Thank you for the invitation. I have lots of red marks on my paper because I realize I'm going to have to cut it down a lot.
I am going to talk about the Saskatoon Health Region lived experience of aboriginal women feeling coerced into tubal ligation. I and Dr. Yvonne Boyer were the co-studiers on that.
I won't go into the media reports. You've heard about those. We started this project—were asked to—in the fall of 2016. The Saskatoon Health Region had attempted before that to have a review, but they had an individual whom the community just wasn't going to trust, so no women came forward.
We proceeded with a community-based approach that involved pre-meetings with both the aboriginal and the health communities ahead of time, to get them to participate in the design of the study as well as to get their agreement to participate in the analysis of the data once we had it. It's a specific collective approach that I use in research.
We did literature searches, of course, looking at all the international tools, and reviewed all of the corporate documents and laws. At one point we realized we had to actually examine the child welfare law as well, because it did have an impact.
Eighteen aboriginal women called our confidential phone line. We interviewed seven of these—six in person and one by phone. Seven others made appointments, but for various reasons they were not able to attend. Some of them made a couple of tries, but they just weren't ready.
We did nine interviews with health care personnel and an interview with a couple of social workers, as well, from child welfare.
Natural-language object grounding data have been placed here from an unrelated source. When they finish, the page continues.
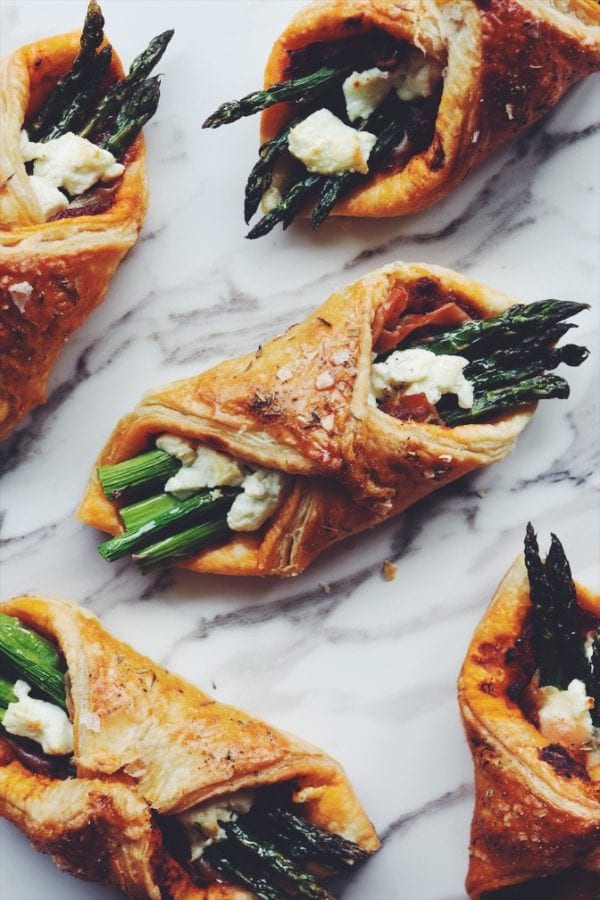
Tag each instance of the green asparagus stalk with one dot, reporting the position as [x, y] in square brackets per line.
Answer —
[493, 402]
[545, 641]
[219, 857]
[563, 600]
[16, 651]
[184, 512]
[81, 104]
[515, 323]
[309, 842]
[296, 197]
[113, 100]
[304, 883]
[140, 105]
[137, 514]
[141, 471]
[298, 89]
[179, 546]
[7, 696]
[70, 84]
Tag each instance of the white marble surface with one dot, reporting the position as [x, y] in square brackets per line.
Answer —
[368, 670]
The interviews with the aboriginal women revealed that all clearly felt stressed and under much duress from being coerced, while they were in labour, into having a tubal ligation, and this added extra stress to the usual stress of childbirth. The review outlines the depth of the women's experience of being coerced. Themes arising reveal that aboriginal women were living, often, overwhelming and complex lives when this coercion was taking place. This complexity was intricately interwoven with the negative historical context of colonialism.
The overarching themes for the women were that aboriginal women felt invisible, profiled and powerless. They experienced the coercion. I don't have the time to talk about the details of that, but those are in the report. They talked about the impacts on their self-image, their relationships and their access to health care at a later time.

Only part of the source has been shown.